Quatro anos depois, o camisa 10 fará sua 200ª partida com a camisa da seleção.

Esse número veio justamente na estreia da Albiceleste na Copa.

Às 22h, contra a Argélia, Messi quebrará mais um recorde na carreira.

A mística que envolve Lionel Messi e a Seleção Argentina passou por uma transformação profunda.

Tornando um fardo histórico em uma simbiose de pura leveza e liderança.

Foram quatro títulos perdidos antes da mudança de chave.

Foram três Copas Américas e uma Copa, em 2014.
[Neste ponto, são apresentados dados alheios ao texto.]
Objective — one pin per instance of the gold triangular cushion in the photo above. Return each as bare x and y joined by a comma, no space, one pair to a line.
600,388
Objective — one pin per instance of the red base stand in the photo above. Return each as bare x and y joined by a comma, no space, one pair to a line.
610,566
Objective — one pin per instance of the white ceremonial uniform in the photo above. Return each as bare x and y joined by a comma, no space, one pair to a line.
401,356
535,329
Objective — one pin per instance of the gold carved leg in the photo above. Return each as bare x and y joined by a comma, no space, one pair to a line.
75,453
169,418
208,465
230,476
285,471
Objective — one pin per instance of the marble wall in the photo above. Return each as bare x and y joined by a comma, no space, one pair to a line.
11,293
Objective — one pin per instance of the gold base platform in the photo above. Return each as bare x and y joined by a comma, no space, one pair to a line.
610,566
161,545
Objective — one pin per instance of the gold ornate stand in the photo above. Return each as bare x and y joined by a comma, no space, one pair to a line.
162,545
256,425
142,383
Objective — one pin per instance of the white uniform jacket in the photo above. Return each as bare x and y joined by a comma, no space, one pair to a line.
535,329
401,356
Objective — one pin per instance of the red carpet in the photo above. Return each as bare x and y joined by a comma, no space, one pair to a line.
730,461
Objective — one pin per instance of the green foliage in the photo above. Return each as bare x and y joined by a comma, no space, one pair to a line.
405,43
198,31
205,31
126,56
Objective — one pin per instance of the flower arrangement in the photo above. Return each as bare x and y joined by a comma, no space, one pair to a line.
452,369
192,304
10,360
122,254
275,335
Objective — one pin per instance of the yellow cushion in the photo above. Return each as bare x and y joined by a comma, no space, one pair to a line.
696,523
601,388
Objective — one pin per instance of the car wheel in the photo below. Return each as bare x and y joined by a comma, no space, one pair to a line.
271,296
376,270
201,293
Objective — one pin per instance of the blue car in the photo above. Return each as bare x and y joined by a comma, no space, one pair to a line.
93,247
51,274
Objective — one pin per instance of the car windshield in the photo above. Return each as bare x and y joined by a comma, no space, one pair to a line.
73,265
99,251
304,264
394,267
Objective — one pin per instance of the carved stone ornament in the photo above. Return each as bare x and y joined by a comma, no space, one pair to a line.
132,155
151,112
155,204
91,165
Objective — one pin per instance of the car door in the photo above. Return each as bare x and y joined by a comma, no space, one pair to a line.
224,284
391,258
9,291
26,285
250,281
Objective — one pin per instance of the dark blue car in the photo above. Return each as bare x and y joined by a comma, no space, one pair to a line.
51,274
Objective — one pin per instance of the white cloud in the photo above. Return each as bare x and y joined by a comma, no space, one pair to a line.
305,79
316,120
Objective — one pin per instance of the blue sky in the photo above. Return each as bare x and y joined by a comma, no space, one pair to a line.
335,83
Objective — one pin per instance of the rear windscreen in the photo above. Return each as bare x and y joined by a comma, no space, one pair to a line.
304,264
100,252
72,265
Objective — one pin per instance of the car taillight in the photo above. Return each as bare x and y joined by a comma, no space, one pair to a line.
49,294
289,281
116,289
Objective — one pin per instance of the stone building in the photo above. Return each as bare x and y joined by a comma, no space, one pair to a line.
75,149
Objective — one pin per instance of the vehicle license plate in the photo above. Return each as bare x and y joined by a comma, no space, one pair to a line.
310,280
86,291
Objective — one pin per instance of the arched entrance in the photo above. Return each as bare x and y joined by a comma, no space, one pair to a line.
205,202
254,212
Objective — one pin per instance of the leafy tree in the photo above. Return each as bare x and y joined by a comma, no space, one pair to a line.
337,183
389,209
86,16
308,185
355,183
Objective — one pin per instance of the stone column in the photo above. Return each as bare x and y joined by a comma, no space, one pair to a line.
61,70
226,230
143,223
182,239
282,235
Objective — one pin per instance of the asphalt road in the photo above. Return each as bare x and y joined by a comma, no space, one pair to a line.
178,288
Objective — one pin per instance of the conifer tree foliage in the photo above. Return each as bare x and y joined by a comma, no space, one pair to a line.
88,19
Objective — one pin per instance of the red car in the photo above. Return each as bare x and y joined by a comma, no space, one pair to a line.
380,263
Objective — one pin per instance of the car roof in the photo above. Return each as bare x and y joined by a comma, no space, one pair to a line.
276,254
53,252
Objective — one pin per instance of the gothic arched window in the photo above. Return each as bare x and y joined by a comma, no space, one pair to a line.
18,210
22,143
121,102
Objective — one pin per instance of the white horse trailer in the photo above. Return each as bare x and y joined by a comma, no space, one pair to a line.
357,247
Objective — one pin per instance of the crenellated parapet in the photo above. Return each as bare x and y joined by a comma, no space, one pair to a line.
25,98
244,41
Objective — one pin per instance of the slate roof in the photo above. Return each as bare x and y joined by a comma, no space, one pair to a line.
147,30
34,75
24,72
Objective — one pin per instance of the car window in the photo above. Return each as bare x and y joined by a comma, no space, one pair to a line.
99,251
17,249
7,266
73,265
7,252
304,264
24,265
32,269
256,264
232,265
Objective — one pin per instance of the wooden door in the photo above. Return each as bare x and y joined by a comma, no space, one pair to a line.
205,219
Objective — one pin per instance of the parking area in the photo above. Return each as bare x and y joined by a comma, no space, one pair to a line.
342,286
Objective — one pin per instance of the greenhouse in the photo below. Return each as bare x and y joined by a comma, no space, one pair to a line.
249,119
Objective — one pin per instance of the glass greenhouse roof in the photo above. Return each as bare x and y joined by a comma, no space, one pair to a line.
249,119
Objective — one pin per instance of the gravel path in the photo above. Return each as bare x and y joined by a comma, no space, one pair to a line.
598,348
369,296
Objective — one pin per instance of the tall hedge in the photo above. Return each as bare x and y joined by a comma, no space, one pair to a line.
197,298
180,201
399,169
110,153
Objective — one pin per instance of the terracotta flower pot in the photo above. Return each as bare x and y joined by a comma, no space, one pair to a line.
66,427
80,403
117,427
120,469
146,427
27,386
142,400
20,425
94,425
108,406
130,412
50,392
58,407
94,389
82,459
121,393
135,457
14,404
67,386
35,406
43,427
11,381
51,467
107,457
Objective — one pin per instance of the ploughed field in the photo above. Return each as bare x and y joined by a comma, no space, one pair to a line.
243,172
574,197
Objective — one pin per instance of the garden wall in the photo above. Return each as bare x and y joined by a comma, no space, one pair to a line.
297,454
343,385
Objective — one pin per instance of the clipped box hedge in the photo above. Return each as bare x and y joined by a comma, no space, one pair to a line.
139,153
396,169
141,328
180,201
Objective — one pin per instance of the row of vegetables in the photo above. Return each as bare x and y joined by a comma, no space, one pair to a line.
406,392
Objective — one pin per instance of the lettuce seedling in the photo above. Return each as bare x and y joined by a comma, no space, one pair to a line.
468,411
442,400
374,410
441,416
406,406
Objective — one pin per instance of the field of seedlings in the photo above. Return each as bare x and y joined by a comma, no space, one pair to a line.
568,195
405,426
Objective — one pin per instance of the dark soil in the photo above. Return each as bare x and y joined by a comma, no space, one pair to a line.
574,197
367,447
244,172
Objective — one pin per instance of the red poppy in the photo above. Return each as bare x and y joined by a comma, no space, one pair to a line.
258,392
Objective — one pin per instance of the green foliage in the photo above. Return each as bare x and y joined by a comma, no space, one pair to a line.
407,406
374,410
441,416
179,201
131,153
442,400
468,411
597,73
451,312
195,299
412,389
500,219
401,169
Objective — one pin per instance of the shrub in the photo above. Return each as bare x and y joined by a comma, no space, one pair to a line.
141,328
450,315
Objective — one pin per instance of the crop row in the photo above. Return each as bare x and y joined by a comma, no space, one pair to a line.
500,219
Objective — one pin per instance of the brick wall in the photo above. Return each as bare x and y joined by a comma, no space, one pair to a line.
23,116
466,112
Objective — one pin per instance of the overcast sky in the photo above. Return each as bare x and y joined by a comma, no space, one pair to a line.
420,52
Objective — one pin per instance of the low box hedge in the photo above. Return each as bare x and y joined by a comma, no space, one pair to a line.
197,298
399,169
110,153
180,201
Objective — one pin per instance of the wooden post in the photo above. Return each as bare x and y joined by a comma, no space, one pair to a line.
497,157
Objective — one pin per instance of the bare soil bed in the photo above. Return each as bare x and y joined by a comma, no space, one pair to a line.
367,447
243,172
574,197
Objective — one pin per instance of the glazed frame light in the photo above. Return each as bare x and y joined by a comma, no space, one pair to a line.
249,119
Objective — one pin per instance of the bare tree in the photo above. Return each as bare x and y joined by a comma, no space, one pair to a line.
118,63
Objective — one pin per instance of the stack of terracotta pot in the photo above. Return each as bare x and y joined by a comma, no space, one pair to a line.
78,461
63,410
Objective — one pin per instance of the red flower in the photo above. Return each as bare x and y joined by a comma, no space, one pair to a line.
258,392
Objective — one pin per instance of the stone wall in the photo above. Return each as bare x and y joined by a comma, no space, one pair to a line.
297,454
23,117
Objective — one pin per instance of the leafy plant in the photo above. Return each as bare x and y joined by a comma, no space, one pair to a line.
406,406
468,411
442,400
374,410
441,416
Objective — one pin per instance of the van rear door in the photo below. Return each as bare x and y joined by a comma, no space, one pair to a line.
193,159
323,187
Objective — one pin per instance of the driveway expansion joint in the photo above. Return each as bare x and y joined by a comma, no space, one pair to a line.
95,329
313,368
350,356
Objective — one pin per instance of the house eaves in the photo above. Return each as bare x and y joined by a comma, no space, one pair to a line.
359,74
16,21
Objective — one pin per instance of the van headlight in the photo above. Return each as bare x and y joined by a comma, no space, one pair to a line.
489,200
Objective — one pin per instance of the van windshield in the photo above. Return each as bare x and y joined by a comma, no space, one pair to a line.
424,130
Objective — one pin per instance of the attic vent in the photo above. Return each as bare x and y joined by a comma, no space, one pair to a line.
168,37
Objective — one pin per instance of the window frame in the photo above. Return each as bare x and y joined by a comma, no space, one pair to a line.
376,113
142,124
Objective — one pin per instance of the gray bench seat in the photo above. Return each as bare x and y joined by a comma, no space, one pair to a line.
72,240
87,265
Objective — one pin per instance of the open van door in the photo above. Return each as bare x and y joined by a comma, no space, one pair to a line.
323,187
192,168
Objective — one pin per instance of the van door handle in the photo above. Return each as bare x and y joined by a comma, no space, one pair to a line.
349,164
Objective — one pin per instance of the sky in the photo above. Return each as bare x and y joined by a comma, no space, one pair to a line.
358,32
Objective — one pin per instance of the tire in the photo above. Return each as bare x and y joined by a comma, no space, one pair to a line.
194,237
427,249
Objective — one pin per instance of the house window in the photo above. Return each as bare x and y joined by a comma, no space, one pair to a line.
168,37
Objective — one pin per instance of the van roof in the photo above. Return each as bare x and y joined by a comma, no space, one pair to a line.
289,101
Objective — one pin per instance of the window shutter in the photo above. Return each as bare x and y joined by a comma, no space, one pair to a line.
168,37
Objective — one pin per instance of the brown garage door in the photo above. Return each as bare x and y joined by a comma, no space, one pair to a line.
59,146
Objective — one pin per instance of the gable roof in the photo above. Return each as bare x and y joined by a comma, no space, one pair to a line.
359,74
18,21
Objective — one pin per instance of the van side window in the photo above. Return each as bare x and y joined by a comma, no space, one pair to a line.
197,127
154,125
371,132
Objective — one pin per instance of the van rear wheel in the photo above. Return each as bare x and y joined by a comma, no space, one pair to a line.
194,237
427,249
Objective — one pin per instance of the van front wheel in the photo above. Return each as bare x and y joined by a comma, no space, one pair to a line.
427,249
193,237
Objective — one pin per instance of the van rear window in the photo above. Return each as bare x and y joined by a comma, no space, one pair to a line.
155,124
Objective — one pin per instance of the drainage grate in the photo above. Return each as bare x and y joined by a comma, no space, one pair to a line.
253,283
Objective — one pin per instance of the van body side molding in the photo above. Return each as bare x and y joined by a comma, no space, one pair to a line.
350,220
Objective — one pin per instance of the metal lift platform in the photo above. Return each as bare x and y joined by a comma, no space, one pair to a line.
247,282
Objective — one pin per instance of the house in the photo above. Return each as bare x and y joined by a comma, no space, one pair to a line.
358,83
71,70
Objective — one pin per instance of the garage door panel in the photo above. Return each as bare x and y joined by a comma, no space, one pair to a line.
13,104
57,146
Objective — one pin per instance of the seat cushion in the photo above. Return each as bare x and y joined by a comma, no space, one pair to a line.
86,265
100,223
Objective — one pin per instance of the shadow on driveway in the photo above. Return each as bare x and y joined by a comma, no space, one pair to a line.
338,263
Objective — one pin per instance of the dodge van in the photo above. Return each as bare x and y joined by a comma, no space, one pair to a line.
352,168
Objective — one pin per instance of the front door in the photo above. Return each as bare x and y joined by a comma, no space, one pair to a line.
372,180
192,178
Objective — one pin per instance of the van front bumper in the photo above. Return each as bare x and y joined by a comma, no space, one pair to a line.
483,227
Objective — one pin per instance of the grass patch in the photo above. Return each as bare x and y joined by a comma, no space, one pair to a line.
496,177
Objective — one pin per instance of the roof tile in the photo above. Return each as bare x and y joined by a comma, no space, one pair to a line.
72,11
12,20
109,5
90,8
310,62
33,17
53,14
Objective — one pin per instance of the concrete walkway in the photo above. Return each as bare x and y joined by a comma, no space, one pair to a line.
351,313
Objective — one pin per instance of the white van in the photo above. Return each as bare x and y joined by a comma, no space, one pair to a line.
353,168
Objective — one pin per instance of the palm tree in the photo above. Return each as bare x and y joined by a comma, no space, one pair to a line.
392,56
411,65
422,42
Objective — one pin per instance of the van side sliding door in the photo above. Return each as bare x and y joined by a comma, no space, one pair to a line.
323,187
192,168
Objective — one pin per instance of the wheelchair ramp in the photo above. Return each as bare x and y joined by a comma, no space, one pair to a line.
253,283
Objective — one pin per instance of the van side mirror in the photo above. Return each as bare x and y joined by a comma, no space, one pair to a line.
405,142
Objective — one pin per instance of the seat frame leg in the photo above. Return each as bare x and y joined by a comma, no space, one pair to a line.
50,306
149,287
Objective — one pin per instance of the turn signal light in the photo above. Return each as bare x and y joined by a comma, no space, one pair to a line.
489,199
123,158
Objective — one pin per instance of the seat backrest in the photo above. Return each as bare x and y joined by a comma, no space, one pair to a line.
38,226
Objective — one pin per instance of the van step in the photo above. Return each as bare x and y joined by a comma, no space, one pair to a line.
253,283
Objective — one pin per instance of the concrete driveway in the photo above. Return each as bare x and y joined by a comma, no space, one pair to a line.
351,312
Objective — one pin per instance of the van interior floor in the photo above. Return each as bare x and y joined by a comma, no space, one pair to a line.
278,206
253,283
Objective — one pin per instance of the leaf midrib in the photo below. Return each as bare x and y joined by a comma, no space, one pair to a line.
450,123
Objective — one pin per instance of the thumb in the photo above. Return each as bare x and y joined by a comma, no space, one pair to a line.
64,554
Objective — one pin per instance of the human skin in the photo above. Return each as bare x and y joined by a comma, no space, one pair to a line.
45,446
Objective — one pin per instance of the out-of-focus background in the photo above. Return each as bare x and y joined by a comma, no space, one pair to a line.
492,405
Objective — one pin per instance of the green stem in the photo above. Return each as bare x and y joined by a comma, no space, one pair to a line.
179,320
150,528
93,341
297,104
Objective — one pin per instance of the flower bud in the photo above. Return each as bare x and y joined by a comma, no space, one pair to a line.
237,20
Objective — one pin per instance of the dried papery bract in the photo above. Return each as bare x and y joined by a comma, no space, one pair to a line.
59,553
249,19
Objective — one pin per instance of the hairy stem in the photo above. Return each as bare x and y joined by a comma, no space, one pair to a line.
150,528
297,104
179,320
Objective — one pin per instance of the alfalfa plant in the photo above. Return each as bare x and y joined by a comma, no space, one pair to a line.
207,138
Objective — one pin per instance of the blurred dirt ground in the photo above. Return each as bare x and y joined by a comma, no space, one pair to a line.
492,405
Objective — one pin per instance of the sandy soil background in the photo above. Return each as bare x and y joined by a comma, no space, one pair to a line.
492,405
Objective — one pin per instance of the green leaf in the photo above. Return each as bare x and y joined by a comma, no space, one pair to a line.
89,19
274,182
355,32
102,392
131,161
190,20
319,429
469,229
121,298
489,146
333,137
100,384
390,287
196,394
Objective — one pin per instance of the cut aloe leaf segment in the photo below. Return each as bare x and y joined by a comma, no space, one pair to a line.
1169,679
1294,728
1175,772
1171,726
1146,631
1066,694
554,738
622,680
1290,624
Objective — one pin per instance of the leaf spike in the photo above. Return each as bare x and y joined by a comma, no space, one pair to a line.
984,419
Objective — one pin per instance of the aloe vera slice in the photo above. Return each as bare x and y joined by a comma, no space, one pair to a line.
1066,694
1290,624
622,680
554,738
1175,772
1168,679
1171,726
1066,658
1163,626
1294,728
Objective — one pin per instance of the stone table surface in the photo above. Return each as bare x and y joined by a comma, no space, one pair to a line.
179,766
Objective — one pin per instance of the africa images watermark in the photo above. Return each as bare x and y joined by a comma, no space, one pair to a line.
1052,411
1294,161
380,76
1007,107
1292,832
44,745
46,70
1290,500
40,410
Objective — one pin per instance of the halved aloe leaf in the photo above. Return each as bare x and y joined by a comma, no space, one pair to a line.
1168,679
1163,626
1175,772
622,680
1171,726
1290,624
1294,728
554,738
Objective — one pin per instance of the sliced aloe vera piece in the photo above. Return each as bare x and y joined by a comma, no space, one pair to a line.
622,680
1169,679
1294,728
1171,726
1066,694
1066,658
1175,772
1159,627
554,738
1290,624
O ponto de partida da evidente nova fase de Lionel deu-se na noite em que a Argentina rompeu o jejum de 28 anos sem títulos ao erguer a Copa América de 2021, em pleno Maracanã.

Aquela conquista converteu as antigas lágrimas de frustração em um escudo de confiança.

Destruindo a pressão que antes sufocava o gênio e inaugurando uma nova mentalidade.

O capitão estava visivelmente mais leve, sorridente e centralizado no papel de tutor de uma nova e faminta geração.

A Finalíssima de 2022

Título: Messi comemorando título da Finalíssima

Essa consolidação ganhou desenhos de soberania em meados de 2022.

Na disputa da Finalíssima contra a Itália, em Wembley.

Naquela ocasião, a vitória categórica por 3 a 0 não apenas faturou mais uma taça intercontinental para a galeria do craque, mas chancelou o padrão de jogo coletivo estabelecido por Lionel Scaloni.

A figura de outros jogadores em campo passou a orbitar de maneira inteligente ao redor de Messi.

Nomes como Rodrigo De Paul, Paredes, e outros, assumiram os papéis de operários incansáveis na marcação.

Dessa forma, permitindo que o craque economizasse fôlego e desfilasse sua genialidade nos metros finais, ciente de que a equipe sustentaria a engrenagem defensiva.

Copa do Mundo de 2022

Título: Lionel Messi na Copa de 2022

O ápice desses momentos de glórias ocorreu no final daquele mesmo ano, na Copa do Mundo do Catar.

Messi desfrutou do torneio não com o desespero de quem precisava provar algo ao mundo, mas com a autoridade de quem sabia exatamente como ditar o ritmo dos jogos e da equipe.

Lionel performou partidas incríveis e mostrou uma liderança que poucos são capazes de reproduzir.

Além de ser o maior rosto daquele time, ele era respeitado por seus companheiros e adversários.

Seu desempenho será lembrado para sempre como uma das maiores em Copas do Mundo.

O título mundial de 2022 eternizou sua figura ao lado de Diego Maradona, mas o ciclo subsequente provou que o apetite do astro não havia se saciado com a glória máxima.

Messi manteve-se competitivo, liderou a Argentina no topo das Eliminatórias e consolidou sua rotina em solo estadunidense defendendo o Inter Miami.

Não podemos esquecer do título da Copa América de 2024, contra a Colômbia.

O 10 pode não ter sido muito participativo como costumamos ver, mas sua presença, com certeza, impulsionou seus companheiros de seleção.

Copa de 2026 e a última dança do ídolo

Título: Messi comemorando gol com a camisa da Argentina

Hoje, ao pisar no gramado do Kansas City Stadium para enfrentar a Argélia, Lionel Messi alcança oficialmente a sua sexta e definitiva Copa do Mundo.

O peso das cobranças do passado deu lugar a uma merecida despedida.

A Argentina entra como uma das favoritas, Messi provavelmente não terá o mesmo protagonismo, mesmo assim, nenhuma adversária pode subestimar o peso de um dos maiores nomes da história do esporte.

Ele começa sua última dança guiado não mais pela obsessão de conquistar o mundo, mas pelo simples direito de pertencer a ele.